Sorry, cheap gag - the spuds are now sourced from British farmers, thereby reducing food miles. Bandwagon jumping? Don't be daft; it's a good thing. However, as I watched the ad, I could feel the horsemen of the apocalypse breathing down my neck. Someone has messed with the sacred rules of the long-running campaign.
Such campaigns are like fairy tales and soap operas. They have a precisely defined idea, rigid rules, an unchanging format and only the specific context will change. What starts with 'once upon a time' always ends with 'happily ever after'. We know the rules, and they make long-running campaigns so familiar and comforting. It is why people go ballistic when anyone tries to change Radio 4. Mess with The Archers' theme tune and the world topples on its axis. The same goes for the long-running campaign.

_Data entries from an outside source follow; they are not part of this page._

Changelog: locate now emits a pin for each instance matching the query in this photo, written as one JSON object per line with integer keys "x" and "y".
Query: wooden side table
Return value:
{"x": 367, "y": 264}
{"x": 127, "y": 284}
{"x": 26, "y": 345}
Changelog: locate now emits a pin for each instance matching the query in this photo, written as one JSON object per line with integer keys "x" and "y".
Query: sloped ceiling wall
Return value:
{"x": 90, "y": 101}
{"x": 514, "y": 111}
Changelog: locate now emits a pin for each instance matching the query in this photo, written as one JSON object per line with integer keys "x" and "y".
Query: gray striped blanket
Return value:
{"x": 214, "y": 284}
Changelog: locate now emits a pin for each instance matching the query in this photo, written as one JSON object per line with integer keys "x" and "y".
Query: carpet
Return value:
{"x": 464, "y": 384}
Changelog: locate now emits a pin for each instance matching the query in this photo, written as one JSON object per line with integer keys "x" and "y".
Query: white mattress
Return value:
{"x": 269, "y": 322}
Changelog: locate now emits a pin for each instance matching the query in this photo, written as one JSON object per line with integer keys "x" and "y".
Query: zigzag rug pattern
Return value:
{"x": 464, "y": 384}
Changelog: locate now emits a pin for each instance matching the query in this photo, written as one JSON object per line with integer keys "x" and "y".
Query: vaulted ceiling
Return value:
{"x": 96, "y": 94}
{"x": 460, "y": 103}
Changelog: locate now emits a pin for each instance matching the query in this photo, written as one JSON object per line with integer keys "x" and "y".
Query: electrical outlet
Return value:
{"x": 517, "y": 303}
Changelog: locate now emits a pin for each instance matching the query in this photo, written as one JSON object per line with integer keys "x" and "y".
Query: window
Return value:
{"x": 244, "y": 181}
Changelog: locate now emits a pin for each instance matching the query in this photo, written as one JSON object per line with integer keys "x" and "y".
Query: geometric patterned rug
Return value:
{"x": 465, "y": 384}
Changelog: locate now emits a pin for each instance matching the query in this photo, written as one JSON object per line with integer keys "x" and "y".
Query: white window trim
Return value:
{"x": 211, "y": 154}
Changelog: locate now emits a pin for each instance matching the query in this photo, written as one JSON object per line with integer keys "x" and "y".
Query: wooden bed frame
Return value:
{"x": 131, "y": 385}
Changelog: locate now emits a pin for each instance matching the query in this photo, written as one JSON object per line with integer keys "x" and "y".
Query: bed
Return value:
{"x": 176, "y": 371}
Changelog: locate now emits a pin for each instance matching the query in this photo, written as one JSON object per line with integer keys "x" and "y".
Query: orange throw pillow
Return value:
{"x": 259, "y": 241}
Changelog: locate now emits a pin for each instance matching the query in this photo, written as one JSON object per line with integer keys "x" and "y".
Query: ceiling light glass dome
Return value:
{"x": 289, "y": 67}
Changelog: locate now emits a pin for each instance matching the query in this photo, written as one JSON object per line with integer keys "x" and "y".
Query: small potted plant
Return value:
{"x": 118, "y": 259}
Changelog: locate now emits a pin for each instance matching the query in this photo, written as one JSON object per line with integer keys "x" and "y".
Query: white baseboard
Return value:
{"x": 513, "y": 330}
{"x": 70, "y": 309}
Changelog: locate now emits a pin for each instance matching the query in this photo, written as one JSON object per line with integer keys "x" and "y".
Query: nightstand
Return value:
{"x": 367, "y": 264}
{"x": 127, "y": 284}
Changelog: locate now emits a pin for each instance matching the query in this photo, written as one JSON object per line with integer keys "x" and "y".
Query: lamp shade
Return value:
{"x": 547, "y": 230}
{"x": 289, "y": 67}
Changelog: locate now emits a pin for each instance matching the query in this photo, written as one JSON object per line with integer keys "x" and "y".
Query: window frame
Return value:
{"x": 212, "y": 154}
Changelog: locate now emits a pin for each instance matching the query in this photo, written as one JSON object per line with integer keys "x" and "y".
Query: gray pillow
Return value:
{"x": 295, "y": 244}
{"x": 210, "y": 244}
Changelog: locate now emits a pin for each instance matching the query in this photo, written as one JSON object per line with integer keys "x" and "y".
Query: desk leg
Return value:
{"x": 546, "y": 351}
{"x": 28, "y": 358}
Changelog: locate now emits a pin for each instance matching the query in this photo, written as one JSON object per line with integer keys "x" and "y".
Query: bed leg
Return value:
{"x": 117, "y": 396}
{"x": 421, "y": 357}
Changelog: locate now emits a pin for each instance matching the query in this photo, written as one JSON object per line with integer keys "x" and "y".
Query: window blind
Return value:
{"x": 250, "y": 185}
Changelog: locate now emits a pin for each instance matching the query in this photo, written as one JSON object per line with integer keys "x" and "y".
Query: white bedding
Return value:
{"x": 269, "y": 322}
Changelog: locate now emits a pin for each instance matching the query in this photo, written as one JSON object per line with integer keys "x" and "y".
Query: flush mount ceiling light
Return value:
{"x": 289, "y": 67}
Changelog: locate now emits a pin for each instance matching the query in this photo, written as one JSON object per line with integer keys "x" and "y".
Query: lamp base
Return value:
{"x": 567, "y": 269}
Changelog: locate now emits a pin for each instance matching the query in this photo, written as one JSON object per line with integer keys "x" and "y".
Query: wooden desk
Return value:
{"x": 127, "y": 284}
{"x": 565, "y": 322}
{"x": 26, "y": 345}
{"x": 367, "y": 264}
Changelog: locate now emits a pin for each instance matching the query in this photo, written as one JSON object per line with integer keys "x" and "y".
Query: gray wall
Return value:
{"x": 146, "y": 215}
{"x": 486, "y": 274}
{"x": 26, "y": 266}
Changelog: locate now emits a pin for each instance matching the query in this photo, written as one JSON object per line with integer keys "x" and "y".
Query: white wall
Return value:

No agency can touch Abbott Mead Vickers when it comes to such campaigns. They are what the agency has always done. In fact, the agency's positioning is a kind of long-running campaign in its own right. You can bet that it has a healthy bank balance as proof of effectiveness.
So, I downloaded the new Walkers ad and sat back to enjoy Gary nicking some old dear's crisps and getting away with it, for that is how things are meant to be. But hell's bells, what's all this? Gary has been dropped into some all-singing slapstick number, and my brain is screaming: 'Steal the spuds, fleece the farmers, do what you're supposed to do Gary!' It was all wrong, like the day Sinbad from Brookie turned up in Corrie.
We can either be totally unexpected, such as Cadbury Dairy Milk's Gorilla, or completely expected, such as Walkers' Lineker. People respond to the surprise of the new and the comfort of the familiar. The reason Britons no longer believe ads are better than the programmes is because so few of us have the guts to be one or the other, and end up stuck in between.
Spookily enough, a flood of biblical proportions forced Walkers to delay this ad. Coincidence or divine retribution, what do you think?